Cy Twombly’s untitled acrylic-on-canvas featuring three rows of dripping red loops sold for $9 million at Phillips de Pury & Co. in New York last night, the late artist’s second-highest price at auction.

The standing-room-only sale of postwar and contemporary art totaled $71.3 million, with the priciest pieces, including the Twombly, going to telephone bidders. Among those in the room were Los Angeles billionaire collector Eli Broad, Oleg Baibakov, a former MMC Norilsk Nickel executive, fashion designer Tommy Hilfiger, and Michael Dell’s money manager, Glenn Fuhrman.

Hilfiger acquired Damien Hirst’s “Disintegration -- The Crown of Life” (2006) for $1.4 million.
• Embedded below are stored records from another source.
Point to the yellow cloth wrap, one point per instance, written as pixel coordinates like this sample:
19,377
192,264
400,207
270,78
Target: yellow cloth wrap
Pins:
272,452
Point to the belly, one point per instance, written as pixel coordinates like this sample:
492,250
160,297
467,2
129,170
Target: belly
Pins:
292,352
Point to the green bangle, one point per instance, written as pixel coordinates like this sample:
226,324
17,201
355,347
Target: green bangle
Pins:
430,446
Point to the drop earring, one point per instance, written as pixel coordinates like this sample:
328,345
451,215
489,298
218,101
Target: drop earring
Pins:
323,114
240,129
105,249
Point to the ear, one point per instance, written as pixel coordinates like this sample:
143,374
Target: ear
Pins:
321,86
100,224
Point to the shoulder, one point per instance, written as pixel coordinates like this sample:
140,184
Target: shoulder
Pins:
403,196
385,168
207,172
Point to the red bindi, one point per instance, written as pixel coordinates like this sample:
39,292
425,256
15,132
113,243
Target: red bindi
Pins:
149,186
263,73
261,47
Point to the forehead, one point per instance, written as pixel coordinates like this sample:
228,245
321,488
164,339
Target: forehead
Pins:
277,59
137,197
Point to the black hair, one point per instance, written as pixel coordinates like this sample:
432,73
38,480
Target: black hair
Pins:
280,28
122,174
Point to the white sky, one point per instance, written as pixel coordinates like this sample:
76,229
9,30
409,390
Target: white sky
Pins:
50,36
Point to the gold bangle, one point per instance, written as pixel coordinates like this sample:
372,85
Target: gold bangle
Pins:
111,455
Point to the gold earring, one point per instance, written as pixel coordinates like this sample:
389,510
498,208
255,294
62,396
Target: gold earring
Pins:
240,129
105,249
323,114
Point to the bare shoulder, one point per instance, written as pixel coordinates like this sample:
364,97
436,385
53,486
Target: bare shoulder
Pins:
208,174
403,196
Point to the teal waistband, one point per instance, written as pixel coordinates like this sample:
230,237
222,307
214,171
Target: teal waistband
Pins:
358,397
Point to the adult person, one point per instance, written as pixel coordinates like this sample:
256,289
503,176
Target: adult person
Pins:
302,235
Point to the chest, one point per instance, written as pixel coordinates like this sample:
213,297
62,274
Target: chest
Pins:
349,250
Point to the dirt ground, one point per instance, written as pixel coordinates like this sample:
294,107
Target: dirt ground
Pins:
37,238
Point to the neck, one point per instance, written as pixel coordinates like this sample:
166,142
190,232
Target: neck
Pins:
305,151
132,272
The butterfly canvas resembles an arched stained-glass window from a Gothic cathedral.

“They had good material,” said Chicago-based collector Stefan Edlis. “It’s the first of the sales and people haven’t spent their money.”

Phillips, which is owned by the Russian retailer Mercury Group, kicked off a week of contemporary-art auctions. Last night’s event was estimated to tally between $66.2 million and $97.4 million. Only seven lots failed to sell.

Richard Prince’s sultry, red-hued painting “Runaway Nurse” (2006) fetched $6.8 million, near its high estimate of $7 million.

Art dealer David Nahmad bought a 9-foot sculpture by Alexander Calder titled “Trepied” (1972) for $5.7 million, splitting the presale estimate of $5 million to $7 million.

Emerging Artists

The auction room saw some excitement at the end of the sale when several hands shot up to bid for emerging artists Jacob Kassay and Sterling Ruby.

Another high point was the charity section benefiting the Solomon R. Guggenheim Foundation. Its 22 lots -- with one unsold -- tallied $2.7 million, surpassing the high estimate of $2.2 million. The results include buyers’ premium; the estimates do not.

Painted in the autumn of 2006 in Twombly’s hometown of Lexington, Virginia, the red-loops painting was one of 18 works guaranteed by third parties.

“Guarantees are the equivalent of steroids -- it’s a performance-enhancing product,” said Todd Levin, director of Levin Art Group. “The job of the guarantee is to help auctions perform better.”

Third-party guarantees have “become an industry standard,” said Michael McGinnis, Phillips’s worldwide director of contemporary art. “It adds a layer of sophistication.”

Christie’s International will hold its postwar and contemporary art auction tonight.